Exchange your savings account for a spending account

  • October 30, 2017

Exchange your savings account for a spending account

By Byron Moore, posted October 30, 2017

Originally published in the News Star and the Shreveport Times on Sunday, October 29, 2017.

Question: I just got a significant raise in my income at work. My wife and I are not budget people. We’ve tried and failed every time. But we don’t want my extra income to just go to frivolous stuff. What’s the best way to make sure we save my increases in income?

Answer: Reverse the way you do your banking.

Exchange your savings account for a spending accountRight now, if you’re like most folks, you have your paycheck deposited into your checking account. From there you pay bills, make ATM withdrawals, spend using your debit card and generally drain the account to zero a few seconds before another deposit is made two weeks later.

You intend to save money. You promise each other that next time you’re going to cut back, eat out less, buy discount toilet paper and generally live the life of a monk. That way you can save some money at the end of the month.

Funny thing is, you’ve never met anyone who’s been successful saving money that way.

One way to tame the overspending habit is to step to the front of the line and spend money on yourself before you spend it on anything or anyone else. It’s called paying yourself first (a.k.a. saving money, but that sounds too boring).

Make it automatic. Instruct your bank to move a certain amount of money at the first of each pay period from your checking account to your savings account. Note that I said “at the first” of each pay period. Put yourself first in line to benefit from the fruit of your labors.

In your case, I will make a further recommendation.

Decide how much you want to spend. Talk with your wife about how much you both wish to spend each month. It sounds like you’ve already decided upon a number – the amount you were spending before you got your big raise.

Account magic. Next, at your bank, set up two checking accounts and one savings account. They can be new accounts or old accounts you simply repurpose.

The first checking account is to be called your “wealth coordination account,” or WCA. The second checking account is to be called your “spending account.” And the third is simply your savings account.

Next, instruct your employer to have your entire paycheck deposited into your WCA.

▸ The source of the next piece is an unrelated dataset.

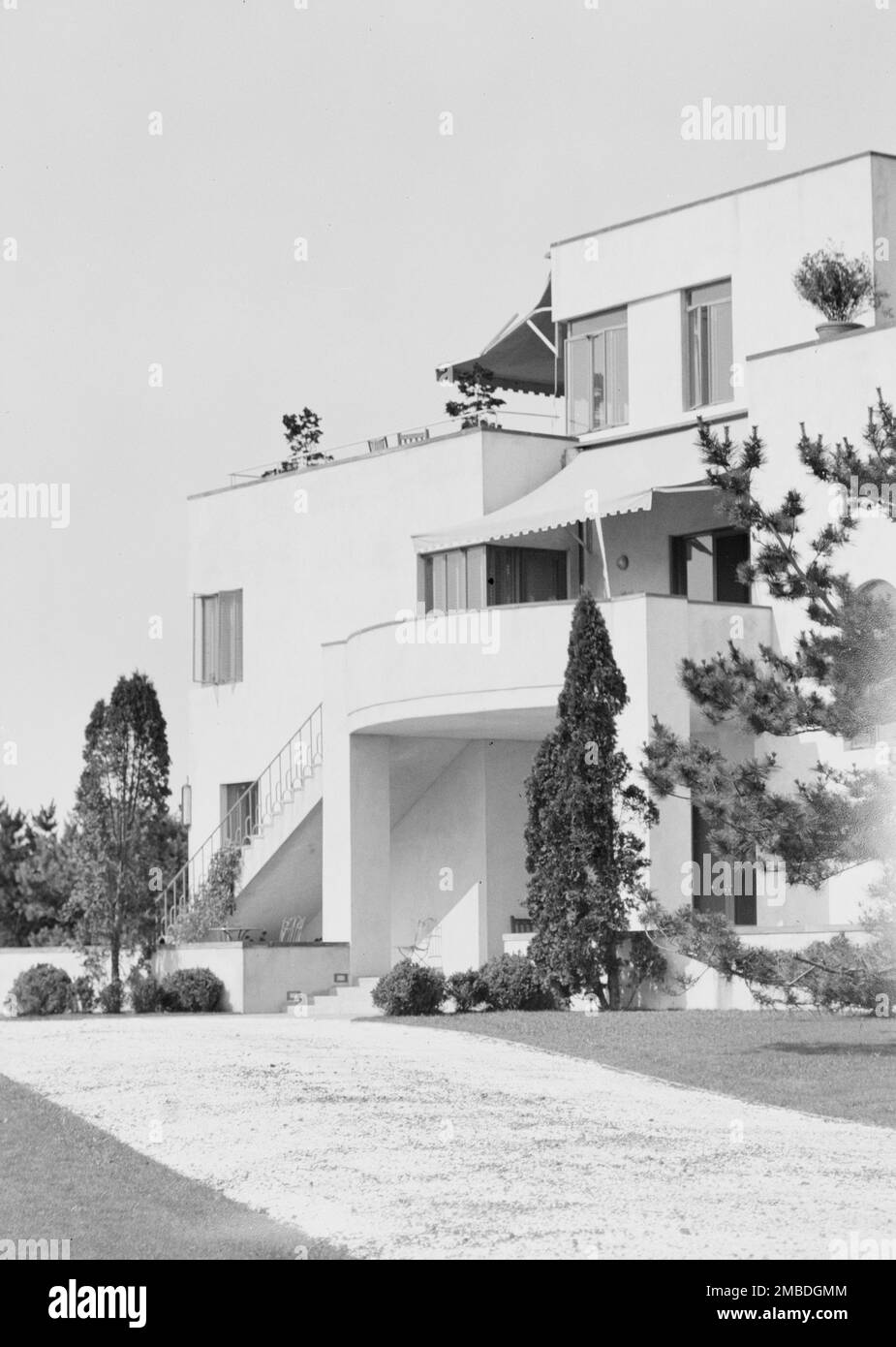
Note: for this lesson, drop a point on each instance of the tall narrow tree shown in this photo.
(583, 856)
(121, 821)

On the same day your payroll check is deposited to your WCA, have the bank set up an auto draft to move the pre-determined spending amount from your WCA to your spending account. That is the amount you and your spouse have determined you wish to spend that pay period. It isn’t a budget, because you aren’t making decisions about how the money is being spent. But you have definitely set a limit on what you will spend during that period of time.

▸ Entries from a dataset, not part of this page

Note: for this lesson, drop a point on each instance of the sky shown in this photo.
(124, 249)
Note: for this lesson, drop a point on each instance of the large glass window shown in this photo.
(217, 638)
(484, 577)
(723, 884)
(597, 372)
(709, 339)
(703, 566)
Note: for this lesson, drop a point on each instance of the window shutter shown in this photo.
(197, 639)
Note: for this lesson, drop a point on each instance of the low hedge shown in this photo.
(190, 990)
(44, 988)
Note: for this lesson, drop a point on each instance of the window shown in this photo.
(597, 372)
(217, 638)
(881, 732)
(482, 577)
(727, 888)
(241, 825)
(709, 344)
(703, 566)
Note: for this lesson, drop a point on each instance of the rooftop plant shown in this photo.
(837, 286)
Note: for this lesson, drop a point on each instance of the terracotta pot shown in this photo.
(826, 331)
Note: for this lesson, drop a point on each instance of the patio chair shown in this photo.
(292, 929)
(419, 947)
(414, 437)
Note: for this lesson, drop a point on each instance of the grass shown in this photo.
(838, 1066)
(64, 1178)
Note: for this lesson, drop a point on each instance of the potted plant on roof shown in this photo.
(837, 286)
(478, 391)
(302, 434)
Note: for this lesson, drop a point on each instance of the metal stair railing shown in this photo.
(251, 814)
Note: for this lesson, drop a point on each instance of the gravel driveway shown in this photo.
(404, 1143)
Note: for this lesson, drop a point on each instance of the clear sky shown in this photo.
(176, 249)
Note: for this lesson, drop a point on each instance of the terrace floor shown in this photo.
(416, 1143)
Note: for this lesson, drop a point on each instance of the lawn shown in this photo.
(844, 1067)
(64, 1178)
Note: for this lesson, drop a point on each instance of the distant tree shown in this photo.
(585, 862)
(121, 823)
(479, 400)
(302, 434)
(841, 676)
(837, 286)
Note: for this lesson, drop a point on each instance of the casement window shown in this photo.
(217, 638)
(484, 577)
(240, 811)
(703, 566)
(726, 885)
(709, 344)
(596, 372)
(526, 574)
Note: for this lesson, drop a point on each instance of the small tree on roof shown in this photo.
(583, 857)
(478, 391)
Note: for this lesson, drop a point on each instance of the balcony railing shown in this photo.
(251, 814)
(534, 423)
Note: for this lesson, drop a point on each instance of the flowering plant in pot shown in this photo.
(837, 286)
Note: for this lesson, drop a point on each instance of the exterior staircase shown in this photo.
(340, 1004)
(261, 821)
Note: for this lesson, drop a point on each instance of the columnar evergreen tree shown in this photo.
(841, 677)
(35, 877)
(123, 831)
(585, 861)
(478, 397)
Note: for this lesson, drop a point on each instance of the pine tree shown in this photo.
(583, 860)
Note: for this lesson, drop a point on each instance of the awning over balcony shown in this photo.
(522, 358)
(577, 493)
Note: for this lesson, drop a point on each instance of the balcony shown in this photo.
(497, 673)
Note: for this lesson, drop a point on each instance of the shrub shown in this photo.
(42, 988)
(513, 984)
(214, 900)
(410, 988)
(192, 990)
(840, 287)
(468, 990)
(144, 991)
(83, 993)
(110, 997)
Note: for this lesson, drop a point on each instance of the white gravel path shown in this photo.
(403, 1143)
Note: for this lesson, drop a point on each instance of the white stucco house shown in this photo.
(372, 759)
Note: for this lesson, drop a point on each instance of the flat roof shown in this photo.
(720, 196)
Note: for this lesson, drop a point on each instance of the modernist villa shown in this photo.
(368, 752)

What happens to the rest of the funds that were deposited into your WCA? These should also be automatically transferred into your savings account. Your goal should be to have as little money left in the WCA as your bank will allow each pay period, after the auto-transfers are made.

Tip: don’t manually make the transfers each time – have the bank do it automatically. Discipline is a character trait that can come and go. Auto-drafts are forever (or until you tell the bank to change them).

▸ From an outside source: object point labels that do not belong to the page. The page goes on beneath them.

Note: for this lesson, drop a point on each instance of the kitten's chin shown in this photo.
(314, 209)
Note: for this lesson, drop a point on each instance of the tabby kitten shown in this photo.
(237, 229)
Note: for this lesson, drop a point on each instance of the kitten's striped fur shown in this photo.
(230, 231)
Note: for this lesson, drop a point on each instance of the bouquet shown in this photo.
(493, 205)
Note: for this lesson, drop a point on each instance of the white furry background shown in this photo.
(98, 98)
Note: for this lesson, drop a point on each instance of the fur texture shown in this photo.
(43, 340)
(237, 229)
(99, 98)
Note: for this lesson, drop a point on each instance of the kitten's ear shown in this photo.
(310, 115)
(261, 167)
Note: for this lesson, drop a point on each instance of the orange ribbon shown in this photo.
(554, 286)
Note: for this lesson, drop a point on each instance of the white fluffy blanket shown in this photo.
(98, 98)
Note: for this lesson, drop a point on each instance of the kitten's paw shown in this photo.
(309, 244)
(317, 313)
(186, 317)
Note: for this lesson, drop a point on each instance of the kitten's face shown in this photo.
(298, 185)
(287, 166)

If you think you may cheat by regularly transferring funds from your savings to your spending account, move your savings account to another bank.

The result of setting up this system is a pre-determined amount of spending and savings, with funds automatically finding their way into the appropriate accounts, without you having to ever think about it.

As soon as you have an amount equal to six months income in your savings account, you can start directing funds into longer-term investments.

Set up your automatic spending and savings system and let it work its magic.